If you realise midway through the accumulation period that the project cannot be completed within the stated time frame, the prudent course is to apply the accumulated funds to a closely related charitable purpose within the remaining period, document the decision formally at board level, and inform the auditor before Form 10B is signed. There is no express statutory provision for extending an accumulation period beyond the original Form 10 declaration — any such extension is a grey area requiring legal opinion and proactive communication with the AO.

Do not rely on a bank FD auto-renewing as a substitute for project application. The FD will roll over automatically; the tax liability will not.


Key Takeaways

  • Form 10 is a pre-condition, not a correction. It must be on record before 31 October of the Assessment Year (for audit-mandated trusts in AY 2027-28); a post-deadline filing provides no Section 11(2) protection whatsoever.
  • "Specific purpose" means project-level precision — name, location, estimated cost, connection to the trust deed. Statements that merely restate the trust's objects have been struck down repeatedly by tribunals and give the AO a valid ground to deny the exemption.
  • Section 11(5) investment compliance is continuous throughout the accumulation period, not just at the date Form 10 is filed. A mid-period switch to a non-permitted mode triggers Section 13(9) from the date of the change.
  • The rupee cost of a missed deadline is quantifiable: on a Rs. 20-lakh accumulation, missing the 31 October deadline costs the trust approximately Rs. 6.66 lakhs in tax, cess, and interest in AY 2027-28 alone — on income that was genuinely earmarked for charitable infrastructure.
  • Form 9A and Form 10 serve different purposes and cannot substitute for each other: Form 9A defers application of unrecovered income to the next year; Form 10 ring-fences a committed sum for a defined project over up to five years.
  • URN accuracy on the portal is non-negotiable: a URN mismatch causes immediate rejection of the Form 10 submission.

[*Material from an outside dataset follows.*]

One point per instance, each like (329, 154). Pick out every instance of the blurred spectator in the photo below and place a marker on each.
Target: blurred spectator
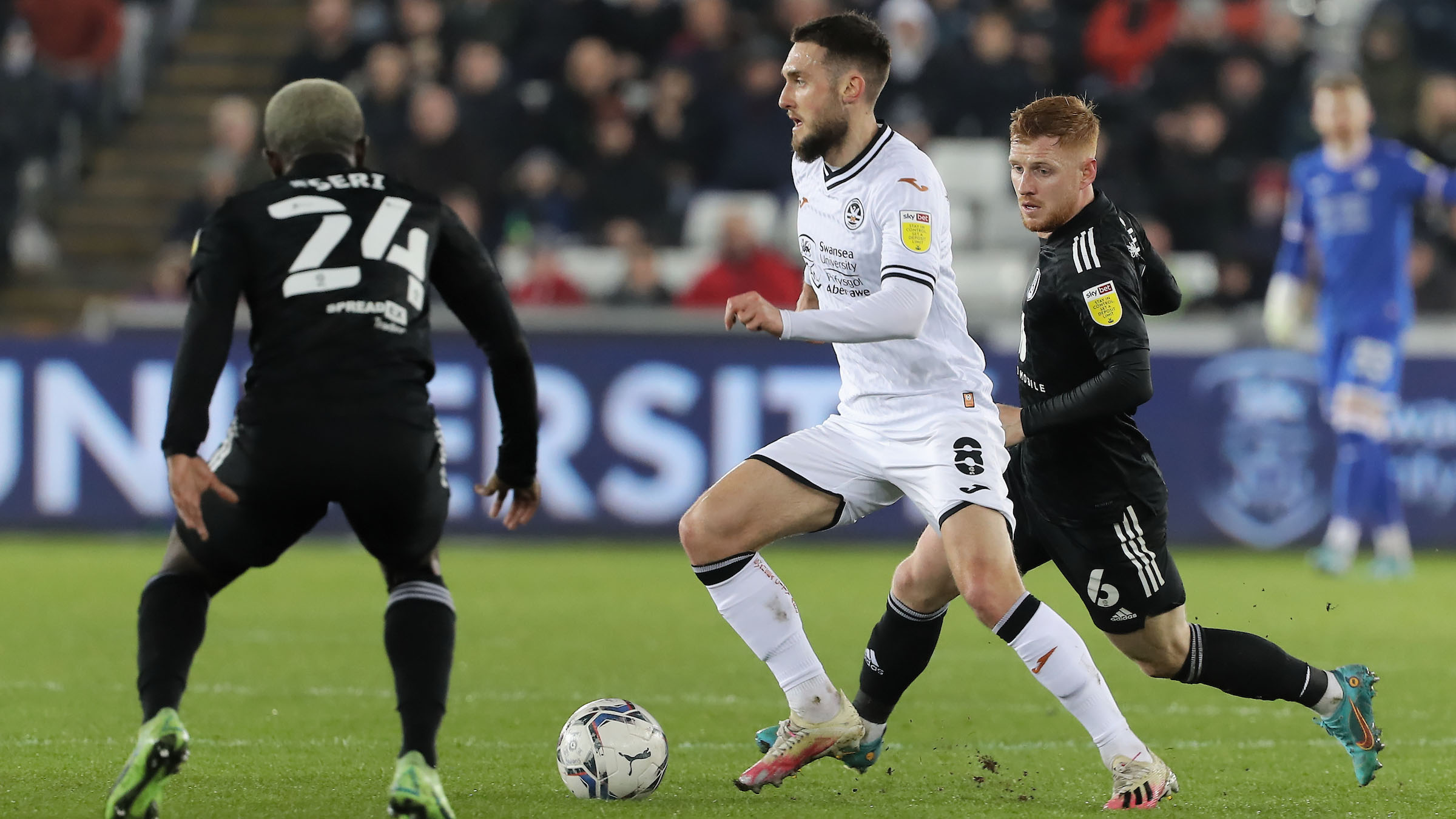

Verify the URN in the CBDT registration portal before drafting the form, especially if the trust recently renewed or modified its registration.
  • Maintain a formal five-year accumulation register, update it at every board meeting, and provide a running copy to the statutory auditor so that Form 10B accurately reflects application progress each year — and so the trust is never blindsided by a Section 11(3) demand in a later Assessment Year.

Frequently Asked Questions

What is Form 10 used for under the Income-tax Act?
Form 10 is used by charitable and religious trusts registered under Section 12A or 12AB to give notice to the Assessing Officer about income that is being accumulated or set apart under Section 11(2) for a specified purpose, when the trust is unable to apply 85% of its income in the same financial year.
What is the deadline for filing Form 10?
Form 10 must be filed electronically on or before the due date for furnishing the income tax return under Section 139(1) for the relevant assessment year. Late filing leads to denial of accumulation benefit, and the unapplied income becomes taxable in the trust's hands.
For how long can a trust accumulate income?
A trust can accumulate income for a maximum period of five years from the end of the previous year in which the income was derived. If the accumulated amount is not applied for the specified purpose within five years, it is treated as the trust's income in the sixth year.
How does Form 10 differ from Form 9A?
Form 9A is filed when income could not be applied during the year because it was not received, and the trust wants to defer application to the year of receipt. Form 10 is filed when the trust chooses to accumulate income for a specific future purpose. Both must be filed before the Section 139(1) due date.
Where must accumulated funds be invested?
Accumulated funds under Form 10 must be invested or deposited only in the modes specified under Section 11(5), such as government securities, scheduled bank deposits, Post Office savings, and units of approved mutual funds. Investments outside this list disqualify the accumulation benefit.